Fourteen Jordanian pilgrims have died while performing rituals related to the hajj and 17 others missing.

Jordan’s official news agency disclosed this on Sunday.

The agency said the pilgrims died as a result of exposure to extreme sun and heat, based on a report from Jordan’s Foreign Ministry.

Temperatures in Mecca reached nearly 110 degrees Fahrenheit on Sunday with recent studies indicating that climate change will increase health risks there.

On Saturday, the country’s medical centre for heat exhaustion treated 225 pilgrims for heat stress and fatigue.

Meanwhile, this is not the first death during pilgrimage, previous pilgrimages have also seen fatalities, including those caused by stampedes.

In 2015, a stampede resulted in over 700 deaths. In recent years, many pilgrims, often elderly, have suffered from heat stress, with numerous fatalities due to extreme heat.

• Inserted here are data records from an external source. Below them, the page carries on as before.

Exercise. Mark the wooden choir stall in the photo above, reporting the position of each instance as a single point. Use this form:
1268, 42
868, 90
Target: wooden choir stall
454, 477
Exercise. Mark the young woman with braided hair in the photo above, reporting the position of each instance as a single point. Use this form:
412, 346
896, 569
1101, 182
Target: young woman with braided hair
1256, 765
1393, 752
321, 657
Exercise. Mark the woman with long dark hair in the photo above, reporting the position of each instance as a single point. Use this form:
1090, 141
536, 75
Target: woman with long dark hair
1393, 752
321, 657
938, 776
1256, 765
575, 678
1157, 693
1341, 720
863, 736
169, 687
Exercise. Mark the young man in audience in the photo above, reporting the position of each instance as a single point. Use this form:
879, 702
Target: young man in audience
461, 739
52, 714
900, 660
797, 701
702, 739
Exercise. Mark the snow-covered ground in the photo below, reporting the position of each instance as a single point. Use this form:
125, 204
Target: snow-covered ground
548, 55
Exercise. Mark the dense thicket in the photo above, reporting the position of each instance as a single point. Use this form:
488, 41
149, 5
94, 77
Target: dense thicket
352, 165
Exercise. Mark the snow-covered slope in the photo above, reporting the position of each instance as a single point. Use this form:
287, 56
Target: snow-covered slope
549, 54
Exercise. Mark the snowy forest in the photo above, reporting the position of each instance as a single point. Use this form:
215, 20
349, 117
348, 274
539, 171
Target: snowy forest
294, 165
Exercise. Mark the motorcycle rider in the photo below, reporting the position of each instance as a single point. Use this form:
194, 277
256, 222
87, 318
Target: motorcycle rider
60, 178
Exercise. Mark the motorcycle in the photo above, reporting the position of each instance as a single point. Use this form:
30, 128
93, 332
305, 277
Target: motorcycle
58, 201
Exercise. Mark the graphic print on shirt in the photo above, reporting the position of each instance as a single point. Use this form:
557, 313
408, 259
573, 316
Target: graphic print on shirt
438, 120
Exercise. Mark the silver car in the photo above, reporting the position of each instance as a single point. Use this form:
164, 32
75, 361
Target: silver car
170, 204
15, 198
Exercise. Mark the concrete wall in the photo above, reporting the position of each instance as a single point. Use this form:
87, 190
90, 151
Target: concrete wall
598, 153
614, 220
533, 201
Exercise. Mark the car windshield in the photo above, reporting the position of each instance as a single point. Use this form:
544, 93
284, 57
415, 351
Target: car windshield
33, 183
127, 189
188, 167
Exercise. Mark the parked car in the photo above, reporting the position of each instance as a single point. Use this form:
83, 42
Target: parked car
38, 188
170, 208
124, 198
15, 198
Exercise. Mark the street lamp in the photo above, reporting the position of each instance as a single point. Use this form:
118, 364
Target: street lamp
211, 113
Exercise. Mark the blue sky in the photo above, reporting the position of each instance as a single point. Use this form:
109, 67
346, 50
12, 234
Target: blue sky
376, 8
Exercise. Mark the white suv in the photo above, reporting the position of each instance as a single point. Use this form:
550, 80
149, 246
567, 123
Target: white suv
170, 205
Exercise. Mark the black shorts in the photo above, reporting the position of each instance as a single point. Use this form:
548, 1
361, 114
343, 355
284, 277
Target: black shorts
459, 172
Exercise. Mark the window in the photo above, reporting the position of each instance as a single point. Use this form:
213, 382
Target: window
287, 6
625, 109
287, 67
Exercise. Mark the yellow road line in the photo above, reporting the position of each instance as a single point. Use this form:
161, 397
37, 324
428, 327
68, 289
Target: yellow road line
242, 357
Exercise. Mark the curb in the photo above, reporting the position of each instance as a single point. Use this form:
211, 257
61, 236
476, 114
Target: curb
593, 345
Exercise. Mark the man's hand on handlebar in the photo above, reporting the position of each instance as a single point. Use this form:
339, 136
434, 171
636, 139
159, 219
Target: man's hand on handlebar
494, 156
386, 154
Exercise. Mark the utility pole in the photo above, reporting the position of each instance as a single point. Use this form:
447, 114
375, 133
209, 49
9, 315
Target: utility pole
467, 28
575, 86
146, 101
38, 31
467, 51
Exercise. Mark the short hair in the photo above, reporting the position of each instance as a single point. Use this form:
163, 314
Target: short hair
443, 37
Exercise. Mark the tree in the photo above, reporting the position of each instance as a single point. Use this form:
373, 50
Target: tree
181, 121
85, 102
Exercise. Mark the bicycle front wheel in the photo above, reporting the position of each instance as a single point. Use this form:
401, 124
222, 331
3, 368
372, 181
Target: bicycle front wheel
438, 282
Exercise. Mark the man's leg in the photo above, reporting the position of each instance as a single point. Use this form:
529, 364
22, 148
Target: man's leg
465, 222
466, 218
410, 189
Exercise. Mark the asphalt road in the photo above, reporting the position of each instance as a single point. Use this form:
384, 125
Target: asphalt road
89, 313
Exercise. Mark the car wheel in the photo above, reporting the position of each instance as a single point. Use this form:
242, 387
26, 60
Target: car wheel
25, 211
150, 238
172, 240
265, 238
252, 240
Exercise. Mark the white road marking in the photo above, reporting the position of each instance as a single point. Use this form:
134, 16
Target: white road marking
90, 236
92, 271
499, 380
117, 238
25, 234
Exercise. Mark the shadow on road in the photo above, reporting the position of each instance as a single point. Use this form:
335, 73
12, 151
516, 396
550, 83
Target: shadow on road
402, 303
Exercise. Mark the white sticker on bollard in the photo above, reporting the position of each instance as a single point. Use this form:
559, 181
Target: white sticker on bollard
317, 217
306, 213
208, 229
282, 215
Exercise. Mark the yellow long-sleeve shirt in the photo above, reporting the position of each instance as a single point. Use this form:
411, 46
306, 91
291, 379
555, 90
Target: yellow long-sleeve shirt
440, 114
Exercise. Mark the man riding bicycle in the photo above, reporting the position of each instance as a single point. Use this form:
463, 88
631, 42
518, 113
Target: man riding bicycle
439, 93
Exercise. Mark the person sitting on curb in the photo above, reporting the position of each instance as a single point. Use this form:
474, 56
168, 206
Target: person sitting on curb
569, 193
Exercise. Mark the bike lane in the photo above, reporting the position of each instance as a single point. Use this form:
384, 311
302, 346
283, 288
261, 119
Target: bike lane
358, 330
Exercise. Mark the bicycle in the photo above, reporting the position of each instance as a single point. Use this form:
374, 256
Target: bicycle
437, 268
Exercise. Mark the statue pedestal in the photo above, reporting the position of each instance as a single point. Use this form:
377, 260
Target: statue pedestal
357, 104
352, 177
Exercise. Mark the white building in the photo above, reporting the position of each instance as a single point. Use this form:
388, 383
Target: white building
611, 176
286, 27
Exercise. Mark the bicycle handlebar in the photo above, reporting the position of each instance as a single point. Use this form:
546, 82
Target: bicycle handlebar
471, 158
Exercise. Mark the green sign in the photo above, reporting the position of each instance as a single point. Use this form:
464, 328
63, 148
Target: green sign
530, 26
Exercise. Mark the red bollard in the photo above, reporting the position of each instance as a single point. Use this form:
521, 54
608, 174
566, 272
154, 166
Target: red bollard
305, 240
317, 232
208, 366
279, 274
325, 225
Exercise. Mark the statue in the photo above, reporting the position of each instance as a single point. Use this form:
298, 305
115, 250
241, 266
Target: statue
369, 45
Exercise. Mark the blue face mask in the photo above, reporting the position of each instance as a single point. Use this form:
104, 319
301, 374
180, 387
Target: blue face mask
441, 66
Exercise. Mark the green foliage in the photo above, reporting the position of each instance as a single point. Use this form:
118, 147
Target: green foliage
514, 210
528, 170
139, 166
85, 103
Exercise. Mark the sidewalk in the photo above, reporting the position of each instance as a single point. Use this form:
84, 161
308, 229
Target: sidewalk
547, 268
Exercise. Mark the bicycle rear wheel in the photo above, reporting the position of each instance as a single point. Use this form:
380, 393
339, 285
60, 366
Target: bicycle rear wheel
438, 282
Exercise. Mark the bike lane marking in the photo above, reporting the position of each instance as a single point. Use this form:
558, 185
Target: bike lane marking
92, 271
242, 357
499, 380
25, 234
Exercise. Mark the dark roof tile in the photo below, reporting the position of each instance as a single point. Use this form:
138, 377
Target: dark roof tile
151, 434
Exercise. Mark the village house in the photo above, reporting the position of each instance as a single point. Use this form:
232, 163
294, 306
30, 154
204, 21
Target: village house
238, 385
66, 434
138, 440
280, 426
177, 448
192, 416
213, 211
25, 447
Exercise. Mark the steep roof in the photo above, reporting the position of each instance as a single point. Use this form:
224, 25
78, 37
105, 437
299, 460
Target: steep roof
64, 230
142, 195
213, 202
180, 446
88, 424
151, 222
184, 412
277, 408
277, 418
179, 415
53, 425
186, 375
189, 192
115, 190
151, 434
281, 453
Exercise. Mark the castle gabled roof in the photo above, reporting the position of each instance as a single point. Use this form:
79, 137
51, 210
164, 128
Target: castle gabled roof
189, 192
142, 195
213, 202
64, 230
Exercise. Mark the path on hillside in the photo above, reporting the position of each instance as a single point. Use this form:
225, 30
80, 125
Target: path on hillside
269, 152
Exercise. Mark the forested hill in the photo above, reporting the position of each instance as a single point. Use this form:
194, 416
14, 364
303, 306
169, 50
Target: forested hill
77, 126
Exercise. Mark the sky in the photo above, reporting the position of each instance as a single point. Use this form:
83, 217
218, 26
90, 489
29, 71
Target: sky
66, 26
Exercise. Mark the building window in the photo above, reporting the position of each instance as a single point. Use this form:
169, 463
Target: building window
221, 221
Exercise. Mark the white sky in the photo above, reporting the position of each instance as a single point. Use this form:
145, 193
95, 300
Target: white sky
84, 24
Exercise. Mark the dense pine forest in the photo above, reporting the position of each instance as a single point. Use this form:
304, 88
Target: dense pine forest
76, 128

As one of the five pillars of Islam, the pilgrimage involves several outdoor rituals in Mecca and the surrounding desert, such as praying outside the Great Mosque and spending a day in prayer at Mount Arafat, often under intense sunlight.

Scientists have warned that when the hajj, which follows the lunar calendar, occurs during the summer, as it did this year, weather conditions can be particularly harsh.

To mitigate heat stress, Saudi authorities have implemented relief measures, including using water mist sprays to cool the air and providing water, umbrellas, and air-conditioned transportation for pilgrims, which scientists say have helped reduce heat-related cases.